Nerede olursanız olun, bir anlığına, aklınıza gelen ilk seçimi yapmadan, ilk tepkiyi vermeden, ilk adımı atmadan, tekrar bir düşünün.
Çoğunlukla kendi kararlarını kendisinin aldığını düşünen, kendisini olduğu gibi ifade edebildiğine inanan herkes özgür olduğunu da düşünebilir.
İlk adımlarımızla beraber yolumuz bu öngörüler, beklentiler ve yönlendirmelere göre şekillenir. Tüm bunlar adımlarımız büyüdükçe, yürüdüğümüz yollarda virajlara, kestirme yollara, çıkmaz sokaklara ya da engebelere dönüşür.
Anne karnında var olduğumuz andan itibaren başkaları tarafından bizim için öngörülen bir hayat başlar.
Anılarımızın bile olmadığı o ilk yaş dönemlerinde tüm algılarımız kayıttadır; böylece ilk öğrenmelerimiz başlamış olur. Gülmeyi, dokunmayı, sevmeyi, korkmayı, güven duymayı, kendi ayaklarımızın üstünde durmayı, saygı duymayı, mütevazı olmayı, sorumluluk almayı, umutlu olmayı, nezaketi, sorun çözmeyi öğreniriz; ve elbette her yeni deneyimden kaleydoskop gibi yeni şekiller yaratmayı…

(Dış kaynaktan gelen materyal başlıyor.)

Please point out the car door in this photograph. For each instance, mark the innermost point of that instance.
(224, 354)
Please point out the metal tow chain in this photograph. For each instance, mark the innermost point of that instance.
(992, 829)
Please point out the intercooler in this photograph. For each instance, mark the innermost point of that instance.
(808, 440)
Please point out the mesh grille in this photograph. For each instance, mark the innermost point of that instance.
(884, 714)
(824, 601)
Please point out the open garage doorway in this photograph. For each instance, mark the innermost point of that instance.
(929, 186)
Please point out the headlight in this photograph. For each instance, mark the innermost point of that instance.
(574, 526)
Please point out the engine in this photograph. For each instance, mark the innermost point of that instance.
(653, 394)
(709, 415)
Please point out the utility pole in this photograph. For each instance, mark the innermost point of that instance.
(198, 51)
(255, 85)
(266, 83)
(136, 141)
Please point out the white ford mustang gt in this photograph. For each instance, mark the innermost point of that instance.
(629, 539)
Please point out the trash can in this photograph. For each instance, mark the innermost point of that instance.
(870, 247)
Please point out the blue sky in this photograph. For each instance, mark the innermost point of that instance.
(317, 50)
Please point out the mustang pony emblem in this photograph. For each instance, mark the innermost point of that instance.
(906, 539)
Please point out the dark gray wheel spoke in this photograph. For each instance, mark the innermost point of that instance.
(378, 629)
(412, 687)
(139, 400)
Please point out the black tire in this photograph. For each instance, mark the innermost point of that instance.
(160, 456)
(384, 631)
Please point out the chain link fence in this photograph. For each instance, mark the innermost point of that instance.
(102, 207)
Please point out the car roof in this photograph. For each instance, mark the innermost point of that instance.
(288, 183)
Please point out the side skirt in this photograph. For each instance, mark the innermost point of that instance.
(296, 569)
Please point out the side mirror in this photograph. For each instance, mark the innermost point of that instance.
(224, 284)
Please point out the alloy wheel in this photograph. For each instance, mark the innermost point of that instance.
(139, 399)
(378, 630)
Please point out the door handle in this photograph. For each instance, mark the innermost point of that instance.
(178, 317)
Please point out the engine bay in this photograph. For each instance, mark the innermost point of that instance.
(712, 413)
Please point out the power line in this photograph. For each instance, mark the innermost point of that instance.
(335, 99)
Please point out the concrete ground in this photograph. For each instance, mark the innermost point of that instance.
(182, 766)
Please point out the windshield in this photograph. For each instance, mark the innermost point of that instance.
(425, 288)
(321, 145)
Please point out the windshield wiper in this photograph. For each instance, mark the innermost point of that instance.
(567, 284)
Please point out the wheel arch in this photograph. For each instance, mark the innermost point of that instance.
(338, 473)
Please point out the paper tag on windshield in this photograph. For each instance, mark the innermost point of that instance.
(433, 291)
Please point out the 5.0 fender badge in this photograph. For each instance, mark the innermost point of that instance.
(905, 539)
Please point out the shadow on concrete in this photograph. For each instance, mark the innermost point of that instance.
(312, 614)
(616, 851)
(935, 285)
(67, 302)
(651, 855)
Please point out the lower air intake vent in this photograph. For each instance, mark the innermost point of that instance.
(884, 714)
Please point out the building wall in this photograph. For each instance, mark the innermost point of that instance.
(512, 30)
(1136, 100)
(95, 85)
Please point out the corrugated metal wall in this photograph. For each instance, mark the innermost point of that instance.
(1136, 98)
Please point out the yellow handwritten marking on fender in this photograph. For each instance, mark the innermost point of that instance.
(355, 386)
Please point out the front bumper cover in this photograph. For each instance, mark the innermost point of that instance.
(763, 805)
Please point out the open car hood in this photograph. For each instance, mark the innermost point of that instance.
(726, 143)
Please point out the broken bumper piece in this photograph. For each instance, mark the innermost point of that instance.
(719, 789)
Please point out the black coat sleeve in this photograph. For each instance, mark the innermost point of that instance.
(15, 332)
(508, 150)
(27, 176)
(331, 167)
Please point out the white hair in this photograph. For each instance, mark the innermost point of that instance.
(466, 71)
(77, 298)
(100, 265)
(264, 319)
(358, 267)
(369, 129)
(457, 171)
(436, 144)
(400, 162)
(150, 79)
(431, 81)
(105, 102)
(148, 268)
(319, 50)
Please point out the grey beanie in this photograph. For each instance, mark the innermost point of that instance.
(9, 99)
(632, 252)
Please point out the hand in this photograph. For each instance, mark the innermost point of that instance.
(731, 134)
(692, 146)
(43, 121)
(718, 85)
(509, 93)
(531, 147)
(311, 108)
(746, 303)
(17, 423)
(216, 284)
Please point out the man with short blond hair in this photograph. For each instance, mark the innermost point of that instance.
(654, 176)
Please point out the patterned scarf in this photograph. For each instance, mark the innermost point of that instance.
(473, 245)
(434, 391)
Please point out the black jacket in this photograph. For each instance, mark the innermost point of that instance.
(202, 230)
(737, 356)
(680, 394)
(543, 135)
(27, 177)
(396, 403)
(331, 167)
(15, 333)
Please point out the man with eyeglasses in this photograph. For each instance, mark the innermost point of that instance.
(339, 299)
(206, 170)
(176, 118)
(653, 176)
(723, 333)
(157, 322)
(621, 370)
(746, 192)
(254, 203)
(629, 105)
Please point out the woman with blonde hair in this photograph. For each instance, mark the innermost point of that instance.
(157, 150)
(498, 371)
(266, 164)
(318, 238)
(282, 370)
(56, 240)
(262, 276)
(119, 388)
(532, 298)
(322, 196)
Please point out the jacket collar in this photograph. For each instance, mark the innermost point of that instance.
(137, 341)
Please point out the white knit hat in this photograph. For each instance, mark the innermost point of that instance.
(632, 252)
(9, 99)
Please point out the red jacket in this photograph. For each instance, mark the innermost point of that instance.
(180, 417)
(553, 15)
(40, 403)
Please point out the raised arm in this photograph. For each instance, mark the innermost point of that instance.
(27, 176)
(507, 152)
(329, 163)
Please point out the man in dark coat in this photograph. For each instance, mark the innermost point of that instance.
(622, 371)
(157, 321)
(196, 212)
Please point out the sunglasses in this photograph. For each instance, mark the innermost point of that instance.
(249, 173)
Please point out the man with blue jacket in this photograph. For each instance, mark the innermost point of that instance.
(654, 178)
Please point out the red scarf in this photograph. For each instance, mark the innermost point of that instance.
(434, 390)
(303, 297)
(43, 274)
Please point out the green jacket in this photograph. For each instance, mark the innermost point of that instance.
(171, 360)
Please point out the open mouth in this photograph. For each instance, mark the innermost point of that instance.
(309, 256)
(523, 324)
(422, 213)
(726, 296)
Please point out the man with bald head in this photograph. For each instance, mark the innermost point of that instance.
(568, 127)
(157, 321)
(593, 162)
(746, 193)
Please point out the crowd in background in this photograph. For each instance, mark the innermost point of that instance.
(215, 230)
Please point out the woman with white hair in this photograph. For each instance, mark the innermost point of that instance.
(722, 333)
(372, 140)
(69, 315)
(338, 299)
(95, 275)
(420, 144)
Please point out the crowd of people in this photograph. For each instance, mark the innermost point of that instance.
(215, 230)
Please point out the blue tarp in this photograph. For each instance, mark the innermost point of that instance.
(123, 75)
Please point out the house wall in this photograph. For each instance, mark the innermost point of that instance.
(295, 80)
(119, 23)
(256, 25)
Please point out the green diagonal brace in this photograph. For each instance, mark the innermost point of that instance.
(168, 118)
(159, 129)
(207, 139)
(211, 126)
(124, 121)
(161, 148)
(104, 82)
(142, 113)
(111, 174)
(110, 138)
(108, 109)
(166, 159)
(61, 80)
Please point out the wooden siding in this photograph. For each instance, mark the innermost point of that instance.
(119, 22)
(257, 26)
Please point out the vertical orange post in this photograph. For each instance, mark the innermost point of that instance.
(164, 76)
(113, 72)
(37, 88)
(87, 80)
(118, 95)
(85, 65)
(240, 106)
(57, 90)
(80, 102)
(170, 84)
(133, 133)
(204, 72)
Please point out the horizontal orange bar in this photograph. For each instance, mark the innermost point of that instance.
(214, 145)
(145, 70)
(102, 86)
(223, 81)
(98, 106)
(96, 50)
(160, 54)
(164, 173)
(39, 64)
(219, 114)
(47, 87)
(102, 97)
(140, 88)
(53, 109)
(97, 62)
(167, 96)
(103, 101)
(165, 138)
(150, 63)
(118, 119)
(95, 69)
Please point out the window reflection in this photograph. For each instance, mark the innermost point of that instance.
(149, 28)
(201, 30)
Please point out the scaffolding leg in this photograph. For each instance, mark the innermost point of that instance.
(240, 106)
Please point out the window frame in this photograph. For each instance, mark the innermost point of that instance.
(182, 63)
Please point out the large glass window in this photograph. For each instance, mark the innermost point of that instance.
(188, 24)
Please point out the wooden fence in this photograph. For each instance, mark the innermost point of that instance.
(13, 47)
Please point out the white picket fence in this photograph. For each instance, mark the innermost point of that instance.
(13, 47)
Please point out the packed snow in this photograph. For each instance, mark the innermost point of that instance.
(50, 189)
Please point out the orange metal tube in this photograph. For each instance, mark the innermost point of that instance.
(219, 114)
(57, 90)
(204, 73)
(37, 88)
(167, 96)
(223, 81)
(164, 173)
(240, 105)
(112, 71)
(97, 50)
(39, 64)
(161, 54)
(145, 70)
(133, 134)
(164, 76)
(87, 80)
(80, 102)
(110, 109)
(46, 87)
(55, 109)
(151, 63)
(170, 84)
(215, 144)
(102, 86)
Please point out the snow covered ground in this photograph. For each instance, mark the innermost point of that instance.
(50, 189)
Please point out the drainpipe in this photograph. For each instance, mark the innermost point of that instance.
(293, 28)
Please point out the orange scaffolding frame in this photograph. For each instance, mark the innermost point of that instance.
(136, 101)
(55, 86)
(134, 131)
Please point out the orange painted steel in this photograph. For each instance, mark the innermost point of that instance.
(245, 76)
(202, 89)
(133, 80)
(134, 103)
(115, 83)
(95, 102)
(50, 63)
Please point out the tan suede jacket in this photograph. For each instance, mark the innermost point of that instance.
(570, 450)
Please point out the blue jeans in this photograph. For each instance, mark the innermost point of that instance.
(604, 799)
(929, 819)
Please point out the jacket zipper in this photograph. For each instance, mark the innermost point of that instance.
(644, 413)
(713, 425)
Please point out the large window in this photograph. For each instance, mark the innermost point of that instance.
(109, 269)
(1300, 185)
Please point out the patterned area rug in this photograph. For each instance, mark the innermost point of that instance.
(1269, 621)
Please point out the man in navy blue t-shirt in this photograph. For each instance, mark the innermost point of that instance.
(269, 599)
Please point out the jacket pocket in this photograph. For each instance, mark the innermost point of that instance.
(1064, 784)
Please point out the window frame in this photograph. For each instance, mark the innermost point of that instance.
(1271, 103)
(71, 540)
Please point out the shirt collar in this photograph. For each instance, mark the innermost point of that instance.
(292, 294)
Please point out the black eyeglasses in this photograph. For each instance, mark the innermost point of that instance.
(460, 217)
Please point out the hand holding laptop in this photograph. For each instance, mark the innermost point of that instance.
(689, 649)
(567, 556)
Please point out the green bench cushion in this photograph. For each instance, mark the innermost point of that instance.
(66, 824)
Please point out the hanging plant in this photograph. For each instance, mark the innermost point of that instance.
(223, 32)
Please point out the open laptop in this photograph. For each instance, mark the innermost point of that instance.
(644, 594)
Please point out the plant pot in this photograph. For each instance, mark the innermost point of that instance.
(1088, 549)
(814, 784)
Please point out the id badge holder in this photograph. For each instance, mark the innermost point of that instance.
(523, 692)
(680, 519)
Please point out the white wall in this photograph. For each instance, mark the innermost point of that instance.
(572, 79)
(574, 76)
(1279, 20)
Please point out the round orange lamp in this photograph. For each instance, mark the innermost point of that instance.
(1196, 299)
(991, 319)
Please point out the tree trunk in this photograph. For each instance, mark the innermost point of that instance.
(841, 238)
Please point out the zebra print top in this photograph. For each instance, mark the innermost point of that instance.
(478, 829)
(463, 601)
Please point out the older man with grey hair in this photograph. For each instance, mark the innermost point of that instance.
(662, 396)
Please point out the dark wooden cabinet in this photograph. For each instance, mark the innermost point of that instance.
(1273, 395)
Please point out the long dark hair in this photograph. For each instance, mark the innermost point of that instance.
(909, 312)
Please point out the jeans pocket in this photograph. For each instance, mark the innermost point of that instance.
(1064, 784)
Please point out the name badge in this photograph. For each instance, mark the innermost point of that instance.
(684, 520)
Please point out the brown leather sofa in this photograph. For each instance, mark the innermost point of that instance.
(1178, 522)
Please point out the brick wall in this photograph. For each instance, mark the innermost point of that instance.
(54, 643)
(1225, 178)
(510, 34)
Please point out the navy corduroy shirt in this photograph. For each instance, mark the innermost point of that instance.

Yani ailemiz, çevremiz, yaşadığımız topraklar ve tüm onların değerleri bizim de bir parçamız olur.
Temas ettiğimiz her şeyden, tüm karşılaşmalardan izler taşıyarak büyür, toplumsallaşır, birey olur ve olgunlaşırız.
Evet, ben özgürüm dediğinizde, üzerinizdeki hiçbir şeyi atmadan ama her birinin ağırlığını tartarak, özgürlüğünüzün, en çok savunduğunuz fikirlerinizin, kendinizle ve başkalarıyla ilgili görüşlerinizin, en sık tekrarlanan yakınmalarınızın, sizi mutlu edeceğini düşündüğünüz anların üzerinden tekrar geçin. Her gün yaptığınız seçimlerinize yeniden bakın. Çok yakından bakın. Çünkü “tercih etmemeyi tercih edemeyecek” kadar çok karar vermek zorunda kalıyoruz gün boyu. Bazılarının seçim olduğunu bile fark edemiyoruz. Kendimizi yormamak için de çoğunu otomatik yapıyoruz. Sıradan bir sabah tercihiniz, alarmı duyup kalkmak veya uyumaya devam etmekten itibaren başlıyor. Nasıl biri olmak istiyorsunuz o gün? Parfümünüzden kıyafetinize, çantanızdan saç şeklinize, seçtiğiniz her şey, kullandığınız her ürün bir mesaj taşıyor. Hem seçerek aldığınız hem de başkalarına verdiğiniz bir mesaj. Hem maruz kaldığınız hem de kendi ellerinizle yarattığınız bir mesaj. Alışverişte, işte, arkadaşlarınızın yanında, trafikte, maçta, sporda, tatilde… Nerede olursanız olun, bir anlığına, aklınıza gelen ilk seçimi yapmadan, ilk tepkiyi vermeden, ilk adımı atmadan, tekrar bir düşünün. Bazen herkesi mutlu ettiğini zannettiğiniz standart seçimler yerine kendinizin en içten haline ulaşmanızı sağlayacak ve sizi gerçekten tatmin edecek otantik deneyimler yaşamak, hayattan daha çok keyif almanızı sağlayabilir.